Gate gate pāragate pārasaṃgate bodhi svāhā, blessed Joanna.
Thank you, thank you, thank you,
Lindsay
~ Consider donating, visiting and witnessing the collective love and tenderness on Joanna’s Caring Bridge page put together by her children.
~ Support The Work That Reconnects, the groups she started around the world who are practicing, facilitating and carrying the Work forward in their local communities.
~ In honor of Joanna, support Plum Village, a community committed to engaged Buddhism and non-violence.
~ Read her books!
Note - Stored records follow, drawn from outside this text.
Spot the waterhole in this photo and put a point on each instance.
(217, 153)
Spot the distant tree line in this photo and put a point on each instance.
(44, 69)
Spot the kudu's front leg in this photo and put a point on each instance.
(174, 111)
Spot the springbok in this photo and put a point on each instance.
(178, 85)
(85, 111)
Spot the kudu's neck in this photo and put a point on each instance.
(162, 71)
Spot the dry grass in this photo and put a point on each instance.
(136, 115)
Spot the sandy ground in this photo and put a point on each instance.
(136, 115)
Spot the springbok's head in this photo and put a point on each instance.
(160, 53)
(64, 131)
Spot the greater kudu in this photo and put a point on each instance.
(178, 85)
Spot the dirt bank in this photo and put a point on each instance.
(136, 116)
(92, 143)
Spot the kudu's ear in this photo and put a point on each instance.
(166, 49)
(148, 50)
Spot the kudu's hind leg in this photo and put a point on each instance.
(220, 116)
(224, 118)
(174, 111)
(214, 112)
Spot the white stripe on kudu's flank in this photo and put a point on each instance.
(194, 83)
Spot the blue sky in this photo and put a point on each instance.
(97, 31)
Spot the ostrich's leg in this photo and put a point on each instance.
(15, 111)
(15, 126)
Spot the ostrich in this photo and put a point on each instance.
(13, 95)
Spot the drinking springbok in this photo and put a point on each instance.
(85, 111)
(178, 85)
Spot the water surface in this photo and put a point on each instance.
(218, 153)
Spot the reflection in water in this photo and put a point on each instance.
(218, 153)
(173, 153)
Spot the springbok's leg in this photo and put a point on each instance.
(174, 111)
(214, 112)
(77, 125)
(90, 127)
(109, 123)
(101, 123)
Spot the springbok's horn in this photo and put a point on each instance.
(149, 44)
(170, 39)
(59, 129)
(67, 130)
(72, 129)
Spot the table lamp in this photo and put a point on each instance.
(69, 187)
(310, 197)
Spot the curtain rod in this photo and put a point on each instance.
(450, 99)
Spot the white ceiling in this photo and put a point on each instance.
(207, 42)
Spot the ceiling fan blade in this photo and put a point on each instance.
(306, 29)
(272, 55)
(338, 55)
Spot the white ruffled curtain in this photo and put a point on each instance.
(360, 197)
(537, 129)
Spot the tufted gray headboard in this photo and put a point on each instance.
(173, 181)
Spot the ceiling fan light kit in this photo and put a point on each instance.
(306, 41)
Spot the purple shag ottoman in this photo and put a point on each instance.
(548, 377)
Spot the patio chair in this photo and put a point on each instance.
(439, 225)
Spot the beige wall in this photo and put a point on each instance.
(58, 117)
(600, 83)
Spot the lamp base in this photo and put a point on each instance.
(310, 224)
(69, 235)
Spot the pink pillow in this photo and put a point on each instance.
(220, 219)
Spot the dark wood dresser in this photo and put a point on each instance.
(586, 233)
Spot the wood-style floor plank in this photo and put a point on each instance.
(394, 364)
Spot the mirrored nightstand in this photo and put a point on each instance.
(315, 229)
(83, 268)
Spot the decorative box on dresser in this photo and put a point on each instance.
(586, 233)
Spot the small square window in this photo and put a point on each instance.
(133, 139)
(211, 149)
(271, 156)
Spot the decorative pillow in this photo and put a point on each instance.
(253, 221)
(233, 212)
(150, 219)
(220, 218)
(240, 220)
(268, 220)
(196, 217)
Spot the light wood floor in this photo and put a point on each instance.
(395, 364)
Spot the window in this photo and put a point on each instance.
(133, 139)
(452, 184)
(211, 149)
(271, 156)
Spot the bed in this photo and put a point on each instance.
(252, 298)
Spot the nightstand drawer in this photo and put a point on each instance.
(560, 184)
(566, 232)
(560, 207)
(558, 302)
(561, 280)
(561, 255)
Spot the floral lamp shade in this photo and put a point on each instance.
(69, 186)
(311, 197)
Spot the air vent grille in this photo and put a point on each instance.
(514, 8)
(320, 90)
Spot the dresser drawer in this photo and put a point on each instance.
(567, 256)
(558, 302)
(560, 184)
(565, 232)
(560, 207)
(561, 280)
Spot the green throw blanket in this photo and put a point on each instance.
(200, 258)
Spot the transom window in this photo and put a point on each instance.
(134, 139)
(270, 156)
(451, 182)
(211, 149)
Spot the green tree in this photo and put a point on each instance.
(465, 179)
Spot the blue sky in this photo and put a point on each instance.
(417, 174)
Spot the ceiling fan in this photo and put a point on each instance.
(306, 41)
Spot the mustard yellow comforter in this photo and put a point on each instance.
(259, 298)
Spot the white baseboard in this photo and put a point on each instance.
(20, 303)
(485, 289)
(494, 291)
Widening Circles (2000), World as Lover, World as Self (1991), Active Hope (2012), Coming Back to Life (2014) and many more.
Thank you for this rich tribute to Joanna and for reminding us all of her lessons in how to live with compassion and insight in whatever ties we find ourselves. When her spirit moves on, we will still have each other, a community of beings engaged in spreading what Quaker George Fox called four centuries ago, "the ocean of light" overcoming the ocean of darkness and fear. That is our sacred work. Blessings to you, Lindsay.
What a beautiful tribute. I’ve been thinking of Joanna, of all she has contributed, of my deep gratitude for her presence and her work. Thank you for lifting up so many important highlights and for inviting us into practices that make them come alive.